Cette désignation, bien entendu, est inexacte, étant donné que
plusieurs autres identités furent aussi les cibles de cette
agression génocidaire, dont les Roms et les Sinti (les Tziganes),
les Témoins de Jéhovah, les homosexuels, les handicaps, les
opposants politiques.
Est-ce une exagération irresponsable que
d’associer le traitement infligé aux Palestiniens avec ce
palmarès criminel d’atrocités collectives perpétrées par les
nazis ? Je ne le pense pas. Les derniers développements dans
la bande de Gaza sont particulièrement dérangeants précisément
parce qu’ils expriment une intention absolument délibérée, de
la part d’Israël et de ses alliés, de soumettre une communauté
humaine entière à des conditions mettant sa vie en danger de la
plus extrême cruauté. La suggestion que ce type de comportement
est en réalité un holocauste en devenir représente un appel
quasi désespéré adressé aux gouvernements du monde entier
ainsi qu’à l’opinion publique internationale leur demandant
d’agir urgemment afin d’empêcher que ces tendances génocidaires
ne culminent dans une tragédie collective. A supposer que l’éthos
d’un « devoir de protection », récemment adopté
par le Conseil de sécurité de l’Onu comme fondement des
« interventions humanitaires » ait une applicabilité,
il consisterait à agir immédiatement afin de commencer à protéger
la population de Gaza contre de nouvelles douleurs et de nouvelles
souffrances. Mais il serait irréaliste d’attendre de l’Onu
qu’elle remue le petit doigt devant cette crise, étant donné
le soutien inconditionnel des Etats-Unis à Israël, surtout si
l’on prend en ligne de compte l’énergie avec laquelle les
gouvernements européens ont prêté main-forte aux récents
efforts illicites visant à écraser le Hamas, en tant que force
politique palestinienne.
Même s’il était reconnu que les pressions
exercées sur Gaza ont une potentialité génocidaire, et même si
l’impunité d’Israël, sous le parapluie géopolitique américain
était rangée au placard, il est très peu certain qu’une
quelconque forme d’action protectrice serait entreprise à Gaza.

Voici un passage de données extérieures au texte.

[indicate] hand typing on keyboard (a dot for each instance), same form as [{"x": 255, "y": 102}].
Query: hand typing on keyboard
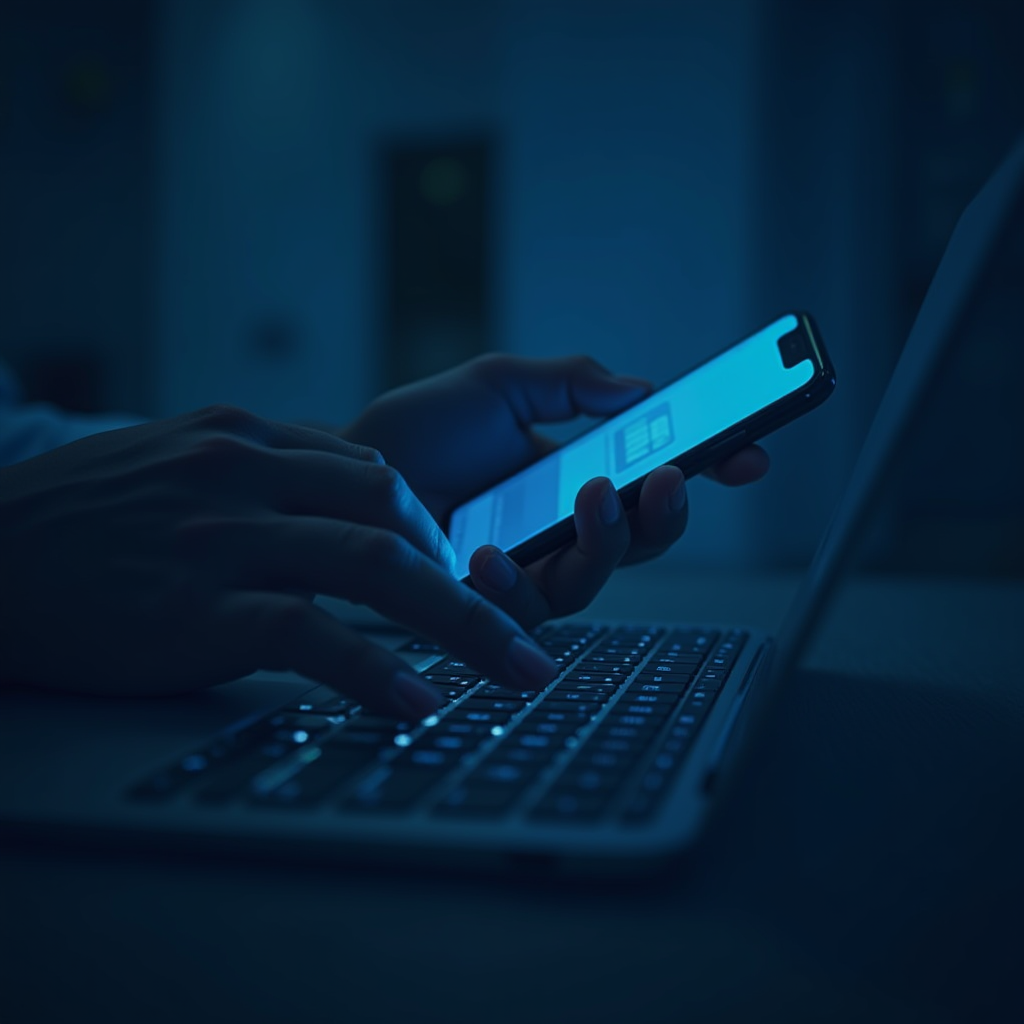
[{"x": 182, "y": 553}]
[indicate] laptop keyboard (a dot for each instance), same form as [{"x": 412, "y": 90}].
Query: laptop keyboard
[{"x": 603, "y": 741}]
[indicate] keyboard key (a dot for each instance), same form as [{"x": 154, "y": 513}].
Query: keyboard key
[
  {"x": 564, "y": 711},
  {"x": 569, "y": 807},
  {"x": 632, "y": 714},
  {"x": 390, "y": 790},
  {"x": 463, "y": 714},
  {"x": 481, "y": 800},
  {"x": 503, "y": 693},
  {"x": 486, "y": 704},
  {"x": 587, "y": 695},
  {"x": 314, "y": 782},
  {"x": 232, "y": 778},
  {"x": 645, "y": 686},
  {"x": 655, "y": 699}
]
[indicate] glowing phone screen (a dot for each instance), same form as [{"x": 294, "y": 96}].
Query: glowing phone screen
[{"x": 705, "y": 402}]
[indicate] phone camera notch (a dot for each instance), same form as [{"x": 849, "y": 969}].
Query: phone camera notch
[{"x": 792, "y": 347}]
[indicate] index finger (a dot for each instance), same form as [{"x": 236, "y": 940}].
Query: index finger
[{"x": 380, "y": 569}]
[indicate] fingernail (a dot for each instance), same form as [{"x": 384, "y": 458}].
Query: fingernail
[
  {"x": 530, "y": 664},
  {"x": 498, "y": 571},
  {"x": 678, "y": 497},
  {"x": 413, "y": 697},
  {"x": 610, "y": 506},
  {"x": 635, "y": 382}
]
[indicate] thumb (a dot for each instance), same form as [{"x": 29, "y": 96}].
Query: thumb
[{"x": 550, "y": 390}]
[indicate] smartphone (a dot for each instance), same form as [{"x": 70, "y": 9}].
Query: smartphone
[{"x": 693, "y": 422}]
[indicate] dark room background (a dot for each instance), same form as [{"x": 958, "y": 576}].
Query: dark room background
[{"x": 291, "y": 205}]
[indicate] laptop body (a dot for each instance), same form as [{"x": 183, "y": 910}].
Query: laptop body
[{"x": 612, "y": 769}]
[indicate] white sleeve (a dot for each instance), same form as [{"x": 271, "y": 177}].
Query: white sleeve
[{"x": 30, "y": 429}]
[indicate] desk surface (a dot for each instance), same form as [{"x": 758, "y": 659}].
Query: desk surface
[{"x": 866, "y": 867}]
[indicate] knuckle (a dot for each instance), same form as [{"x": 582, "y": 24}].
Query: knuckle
[
  {"x": 216, "y": 454},
  {"x": 587, "y": 366},
  {"x": 226, "y": 417},
  {"x": 368, "y": 454},
  {"x": 387, "y": 488},
  {"x": 383, "y": 551},
  {"x": 493, "y": 366},
  {"x": 288, "y": 623}
]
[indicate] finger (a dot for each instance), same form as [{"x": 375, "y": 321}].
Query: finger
[
  {"x": 571, "y": 578},
  {"x": 289, "y": 634},
  {"x": 381, "y": 569},
  {"x": 745, "y": 466},
  {"x": 313, "y": 483},
  {"x": 551, "y": 390},
  {"x": 660, "y": 514},
  {"x": 230, "y": 420}
]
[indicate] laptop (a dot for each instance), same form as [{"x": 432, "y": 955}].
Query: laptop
[{"x": 612, "y": 769}]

Il y avait eu de forts signaux avertisseurs, en 1994, d’un génocide
à venir au Rwanda, et pourtant, rien n’avait été fait pour
l’empêcher ; l’Onu et le monde entier ont regardé sans
rien faire, tandis que se déroulait le massacre de Bosniaques, à
Srebrenica, en 1995 – incident que la Cour Internationale de
Justice a qualifié de « génocide », voici de cela
quelques mois ; de même, il y a eu des allégations réitérées
d’un comportement génocidaire au Darfour, tout au long des
dernières années écoulées, or la communauté internationale
n’a pour ainsi dire pas bougé le petit doigt, ni afin de protéger
les personnes menacées, ni pour résoudre le conflit en répartissant
de manière équitable le pouvoir et les ressources naturelles
entre les groupes ethniques en conflit. Mais la situation à Gaza,
du point de vue moral, est pire, et de très loin, bien que des décès
massifs ne s’y soient pas encore produits. C’est bien pire,
car la communauté internationale est en train de regarder le
spectacle hideux se dérouler tandis que certains de ses membres
les plus influents encouragent et secondent activement Israël
dans sa façon de traiter Gaza. Non seulement les Etats-Unis, mais
aussi l’Union européenne, sont complices, comme le sont ces piètres
voisins que sont l’Egypte et la Jordanie, qui redoutent
manifestement que le Hamas ait un rapport, d’une façon ou
d’une autre, avec leurs propres problèmes liés à
l’ascension des Frères musulmans à l’intérieur de leurs
propres frontières. Il est utile de rappeler ici que les démocraties
libérales de l’Europe ont rendu hommage à Hitler, lors des
Jeux Olympiques de 1936, après quoi elles ont envoyé balader des
dizaines de milliers de réfugiés juifs fuyant l’Allemagne
nazie. Je ne suggère nullement que la comparaison doive être perçue
comme littérale, mais j’insiste sur le fait qu’un certain
type de criminalité associée à l’action politique israélienne
à Gaza a été, de fait, soutenu et secondé par les grandes démocraties
du vingt-et-unième siècle.
Pour étayer ces allégations, il faut
prendre en considération le contexte de la situation actuelle.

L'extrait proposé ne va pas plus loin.